Recensione – Fire Emblem Awakening

Era il lontano 2004, quando per noia e per curiosità comprai una copia di un certo Fire Emblem per il mio Gameboy Advance.

Ricordo la scena come se fosse ieri; la scatolina della cartuccia se ne stava da sola, messa lì sullo scaffale del megastore quasi per dispetto, immagino alla faccia di quel dipendente licenziato perché aveva osato opporsi al tal responsabile acquisti della catena troppo concentrato su titoli mainstream, bla bla bla… basta col rant.

Ricordo anche la sensazione quasi estraniante che provai quando, accesa la mia console portatile, mi ritrovai per le mani un gioco di ruolo strategico a turni. Non che non apprezzi il genere, ma ai tempi avevo avuto il mio bel daffare con titoli come Advance Wars ed Advance Wars 2: Black Hole Rising e personalmente credevo di averne avuto abbastanza.

Mi sbagliavo.

Per l’angolo “noi gamers attempati”, quel Fire Emblem portato in Europa per la prima volta altro non era che il settimo titolo di un franchise iniziato sul Nintendo NES nel 1990 e mai distribuito al di fuori del territorio giapponese fino, appunto, al 2004. Per motivi che non sto a svelarvi ora, giusto per evitare di ripetermi nel corso della recensione, quel Fire Emblem per Gameboy Advance divenne un cult.

Quasi nove anni più tardi esce Fire Emblem Awakening.

Come Rommel ai tempi del 3D

Buttare giù la recensione di un titolo come Fire Emblem Awakening non è facile; intendiamoci abbiamo per le mani un gioco che merita tanto di cappello quasi sotto tutti i punti di vista: grafica eccellente, trama complessa, personaggi caratterizzati egregiamente sia a livello visivo che emotivo, sistema di gioco intrigante, profondo e spietato quanto basta da costringere il giocatore a pianificare ogni singola mossa, dal semplice movimento dei personaggi all’azione da far eseguire loro.
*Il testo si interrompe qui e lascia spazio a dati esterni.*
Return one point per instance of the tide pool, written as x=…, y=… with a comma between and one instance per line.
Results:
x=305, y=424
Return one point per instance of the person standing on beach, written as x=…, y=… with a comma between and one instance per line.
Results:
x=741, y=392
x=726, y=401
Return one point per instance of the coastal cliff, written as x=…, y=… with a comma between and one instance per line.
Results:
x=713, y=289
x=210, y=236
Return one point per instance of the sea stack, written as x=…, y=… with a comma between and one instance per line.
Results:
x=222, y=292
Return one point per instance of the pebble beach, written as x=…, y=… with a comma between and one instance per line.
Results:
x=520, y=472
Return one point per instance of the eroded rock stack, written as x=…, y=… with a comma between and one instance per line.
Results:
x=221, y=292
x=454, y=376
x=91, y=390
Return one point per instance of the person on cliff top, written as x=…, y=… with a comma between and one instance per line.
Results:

Tuttavia, la recensione risulta difficile perché analizzare troppo approfonditamente ogni singolo aspetto di un titolo mastodontico come Fire Emblem Awakening, potrebbe rovinare l’esperienza di gioco racchiusa nella piccola cartuccia 3DS. E vi assicuro; vale la pena godersela appieno.

Inizio subito col dire che Fire Emblem Awakening non è affatto adatto al casual gamer; non lo sono in genere gli strategici a turni, ma Fire Emblem Awakening ne fa il suo vero punto di forza mostrando tutto il suo vero potenziale solo dopo che il giocatore è riuscito a fare sue tutte le meccaniche di gioco.

La trama, tanto per rendere le cose difficili a chi di videogames deve parlare, parte subito con un plot twist niente male, riesce da subito a instillare la curiosità necessaria al giocatore ad affrontare l’alta difficoltà del titolo per superare le primissime fasi di gioco ed addentrarsi successivamente nel vivo della vicenda.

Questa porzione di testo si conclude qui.